Brand, 48, launched his web career in 2014 with his own YouTube series, titled The Trews: True News with Russell Brand. There were more than two hundred episodes in the first year, but renewed interest in his prospects came after he started. recommend that the reaction of governments to the Covid pandemic, as well as that of the pharmaceutical industry and the “big media”, be a component of conspiracy.

“If the reaction to the pandemic saved lives, why didn’t anything happen until it hit the stock market?” he asked in a video.

These prospects have only hardened over time, his videos suggest, and now only the first 15 minutes are streamed on YouTube due to “regulation. “Google has announced that it will remove content that spreads medical misinformation.

Instead, YouTube’s audience is invited through Brand to transfer and have “free speech” on Rumble. “Being on YouTube, we have to be careful what we say,” he recently warned his followers.

There is an organization of Brand’s usual goals, adding Bill Gates, whose motives for investing in lab-grown meat have recently been questioned, as well as Barack Obama for falling under the definition of a war criminal under the Geneva Conventions. Ukrainian President Volodymyr Zelenskiy has also been criticized for his blatant role in turning his country into a colony serving the interests of U. S. corporations.

Last year, Brand joined through partner Gareth Roy, a producer and stand-up director who has directed content for C4, Sky, BBC Three, MTV, YouTube, FX and Comedy Central, according to his LinkedIn account. Roy echoes Brand’s perspectives on all things conspiratorial and launches his monologues. But the videos are conscientiously crafted. More accusatory questions are asked than asserted positions, and viewers, called “wonders of awakening,” are asked to connect the dots themselves.

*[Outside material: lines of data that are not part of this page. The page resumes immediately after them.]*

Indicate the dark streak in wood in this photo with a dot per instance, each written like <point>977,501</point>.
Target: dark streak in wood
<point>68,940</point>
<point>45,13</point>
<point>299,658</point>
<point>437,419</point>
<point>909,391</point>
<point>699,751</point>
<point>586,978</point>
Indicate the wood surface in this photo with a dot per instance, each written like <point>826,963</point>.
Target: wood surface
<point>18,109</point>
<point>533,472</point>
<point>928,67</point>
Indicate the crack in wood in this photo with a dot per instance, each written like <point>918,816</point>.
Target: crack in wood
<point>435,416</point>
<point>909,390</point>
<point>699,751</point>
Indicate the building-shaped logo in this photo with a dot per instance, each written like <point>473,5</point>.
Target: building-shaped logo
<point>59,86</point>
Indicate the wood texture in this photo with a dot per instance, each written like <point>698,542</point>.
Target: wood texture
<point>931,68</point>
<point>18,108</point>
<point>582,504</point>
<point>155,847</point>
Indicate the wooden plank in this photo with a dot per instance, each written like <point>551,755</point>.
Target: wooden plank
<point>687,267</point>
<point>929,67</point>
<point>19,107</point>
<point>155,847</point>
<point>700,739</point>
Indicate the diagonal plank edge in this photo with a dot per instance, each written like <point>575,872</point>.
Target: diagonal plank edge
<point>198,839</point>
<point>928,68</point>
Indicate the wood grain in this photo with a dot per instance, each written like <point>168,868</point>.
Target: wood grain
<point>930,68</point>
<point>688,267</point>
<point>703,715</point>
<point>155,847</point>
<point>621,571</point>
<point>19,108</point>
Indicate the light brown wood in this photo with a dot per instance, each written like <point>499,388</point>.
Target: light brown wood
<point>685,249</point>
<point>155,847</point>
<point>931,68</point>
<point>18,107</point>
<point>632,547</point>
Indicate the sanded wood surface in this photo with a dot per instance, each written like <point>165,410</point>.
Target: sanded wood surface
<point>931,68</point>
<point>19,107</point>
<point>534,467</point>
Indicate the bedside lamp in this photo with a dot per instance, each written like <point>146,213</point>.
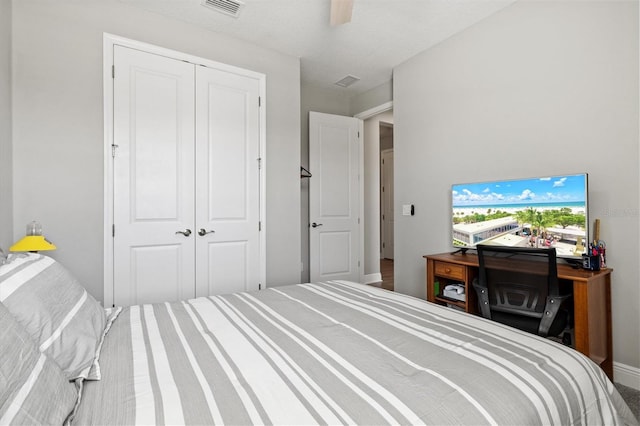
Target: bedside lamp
<point>34,240</point>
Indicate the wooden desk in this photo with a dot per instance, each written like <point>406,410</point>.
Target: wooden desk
<point>591,300</point>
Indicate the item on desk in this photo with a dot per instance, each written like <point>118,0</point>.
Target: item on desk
<point>591,262</point>
<point>454,291</point>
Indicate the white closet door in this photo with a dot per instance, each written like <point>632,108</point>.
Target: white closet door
<point>153,178</point>
<point>227,182</point>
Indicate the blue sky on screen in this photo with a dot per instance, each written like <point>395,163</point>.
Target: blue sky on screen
<point>553,190</point>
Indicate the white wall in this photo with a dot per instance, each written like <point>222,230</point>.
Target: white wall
<point>58,125</point>
<point>6,214</point>
<point>318,100</point>
<point>372,193</point>
<point>539,88</point>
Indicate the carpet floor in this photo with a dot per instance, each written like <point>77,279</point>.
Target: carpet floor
<point>632,398</point>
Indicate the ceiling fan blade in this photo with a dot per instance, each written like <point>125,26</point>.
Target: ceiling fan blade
<point>341,11</point>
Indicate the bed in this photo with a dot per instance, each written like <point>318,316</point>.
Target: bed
<point>327,353</point>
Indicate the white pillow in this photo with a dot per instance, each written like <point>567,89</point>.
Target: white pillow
<point>65,321</point>
<point>33,389</point>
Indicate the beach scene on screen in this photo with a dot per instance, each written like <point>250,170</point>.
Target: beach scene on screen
<point>535,212</point>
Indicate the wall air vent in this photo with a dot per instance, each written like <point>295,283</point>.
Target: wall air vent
<point>228,7</point>
<point>347,81</point>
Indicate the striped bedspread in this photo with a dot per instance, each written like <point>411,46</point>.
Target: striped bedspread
<point>335,353</point>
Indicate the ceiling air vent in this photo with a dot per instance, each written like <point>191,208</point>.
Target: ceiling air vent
<point>228,7</point>
<point>347,81</point>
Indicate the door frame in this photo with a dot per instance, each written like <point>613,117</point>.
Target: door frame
<point>111,40</point>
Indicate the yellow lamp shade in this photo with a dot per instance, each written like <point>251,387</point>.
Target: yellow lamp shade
<point>32,243</point>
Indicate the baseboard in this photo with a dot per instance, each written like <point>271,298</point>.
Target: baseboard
<point>626,375</point>
<point>372,278</point>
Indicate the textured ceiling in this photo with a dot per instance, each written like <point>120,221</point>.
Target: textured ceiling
<point>381,34</point>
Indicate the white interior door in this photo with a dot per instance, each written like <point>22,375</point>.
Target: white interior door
<point>335,238</point>
<point>387,204</point>
<point>153,178</point>
<point>227,182</point>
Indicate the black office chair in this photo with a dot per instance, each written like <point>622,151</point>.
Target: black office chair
<point>518,286</point>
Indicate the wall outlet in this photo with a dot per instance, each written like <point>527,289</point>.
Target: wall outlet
<point>407,210</point>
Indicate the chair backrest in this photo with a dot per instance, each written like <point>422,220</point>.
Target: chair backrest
<point>519,280</point>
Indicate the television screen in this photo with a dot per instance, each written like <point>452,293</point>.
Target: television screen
<point>537,212</point>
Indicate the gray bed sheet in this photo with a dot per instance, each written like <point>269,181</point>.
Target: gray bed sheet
<point>336,353</point>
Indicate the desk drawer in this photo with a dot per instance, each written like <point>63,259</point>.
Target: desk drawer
<point>449,270</point>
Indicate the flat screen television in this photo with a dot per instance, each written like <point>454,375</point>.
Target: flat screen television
<point>548,211</point>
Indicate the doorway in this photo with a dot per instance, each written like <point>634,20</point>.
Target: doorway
<point>387,214</point>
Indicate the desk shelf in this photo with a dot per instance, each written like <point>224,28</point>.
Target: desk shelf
<point>591,300</point>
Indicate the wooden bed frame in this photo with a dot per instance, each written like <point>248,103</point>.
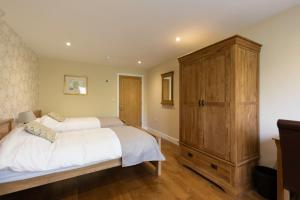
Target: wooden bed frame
<point>10,187</point>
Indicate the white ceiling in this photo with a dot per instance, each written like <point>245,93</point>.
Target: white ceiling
<point>129,30</point>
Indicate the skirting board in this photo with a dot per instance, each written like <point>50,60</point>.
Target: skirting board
<point>164,135</point>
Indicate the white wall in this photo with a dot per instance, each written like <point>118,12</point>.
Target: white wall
<point>18,74</point>
<point>279,75</point>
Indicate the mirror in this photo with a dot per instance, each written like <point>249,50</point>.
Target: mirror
<point>167,88</point>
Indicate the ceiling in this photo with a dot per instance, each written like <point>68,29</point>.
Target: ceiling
<point>131,30</point>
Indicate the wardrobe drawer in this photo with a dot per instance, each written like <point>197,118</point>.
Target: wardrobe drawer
<point>210,165</point>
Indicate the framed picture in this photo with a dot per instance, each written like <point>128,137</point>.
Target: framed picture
<point>75,85</point>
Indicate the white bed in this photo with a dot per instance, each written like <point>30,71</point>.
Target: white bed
<point>24,152</point>
<point>28,161</point>
<point>80,123</point>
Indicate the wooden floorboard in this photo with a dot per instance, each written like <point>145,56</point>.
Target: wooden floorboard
<point>134,183</point>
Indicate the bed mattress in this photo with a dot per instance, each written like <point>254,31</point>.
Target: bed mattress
<point>7,175</point>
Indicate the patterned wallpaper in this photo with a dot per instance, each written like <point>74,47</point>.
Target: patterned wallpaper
<point>18,74</point>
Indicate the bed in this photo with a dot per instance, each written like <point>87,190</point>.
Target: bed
<point>80,123</point>
<point>19,181</point>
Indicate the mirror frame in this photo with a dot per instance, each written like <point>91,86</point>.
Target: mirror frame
<point>168,102</point>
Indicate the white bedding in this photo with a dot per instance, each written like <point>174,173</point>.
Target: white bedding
<point>70,124</point>
<point>21,151</point>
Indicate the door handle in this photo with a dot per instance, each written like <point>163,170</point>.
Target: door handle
<point>203,103</point>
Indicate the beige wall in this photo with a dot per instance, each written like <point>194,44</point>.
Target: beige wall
<point>18,74</point>
<point>102,96</point>
<point>161,118</point>
<point>279,75</point>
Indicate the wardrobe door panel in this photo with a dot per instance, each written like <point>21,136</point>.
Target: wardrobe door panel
<point>215,118</point>
<point>190,134</point>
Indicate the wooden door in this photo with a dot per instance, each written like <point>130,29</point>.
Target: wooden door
<point>190,132</point>
<point>215,106</point>
<point>130,100</point>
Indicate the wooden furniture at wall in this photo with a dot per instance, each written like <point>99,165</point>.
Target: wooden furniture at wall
<point>130,99</point>
<point>167,83</point>
<point>282,194</point>
<point>219,106</point>
<point>5,188</point>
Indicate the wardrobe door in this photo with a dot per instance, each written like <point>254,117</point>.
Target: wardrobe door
<point>189,133</point>
<point>215,107</point>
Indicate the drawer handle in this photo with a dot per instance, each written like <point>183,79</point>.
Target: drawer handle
<point>190,155</point>
<point>214,166</point>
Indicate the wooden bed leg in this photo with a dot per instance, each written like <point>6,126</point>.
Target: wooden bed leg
<point>158,168</point>
<point>157,164</point>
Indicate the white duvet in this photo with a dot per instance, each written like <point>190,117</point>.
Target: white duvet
<point>70,124</point>
<point>21,151</point>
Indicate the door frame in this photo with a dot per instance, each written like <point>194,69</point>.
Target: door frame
<point>143,94</point>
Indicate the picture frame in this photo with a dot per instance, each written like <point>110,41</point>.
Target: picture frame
<point>75,85</point>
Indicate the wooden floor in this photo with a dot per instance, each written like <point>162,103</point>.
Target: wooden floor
<point>138,182</point>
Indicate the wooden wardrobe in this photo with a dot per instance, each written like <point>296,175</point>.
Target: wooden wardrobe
<point>219,110</point>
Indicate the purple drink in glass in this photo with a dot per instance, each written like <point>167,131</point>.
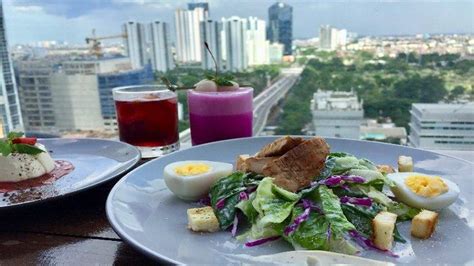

There are prominent visitors such as educational Jordan Peterson and former Fox News host Tucker Carlson, for whom Brand happens to have growing respect. “Tucker now has a protest figure, doesn’t he?Brand said recently. ” Now it’s in the same realm as we are in independent media. “

And it’s all interspersed with brand-made classified ads for a variety of products, from stickers to nutritional supplements, as well as repeated requests for watchers to become subscribers for $60 a year. A portion of the proceeds from the program would go to Brand’s Stay Free Foundation, which aims to help addicts in their recovery, but is too new to have filed a set of accounts. One of the charities set up through the foundation, Trevi, which helps women affected by drug addiction and with dependent children, has already ended its partnership.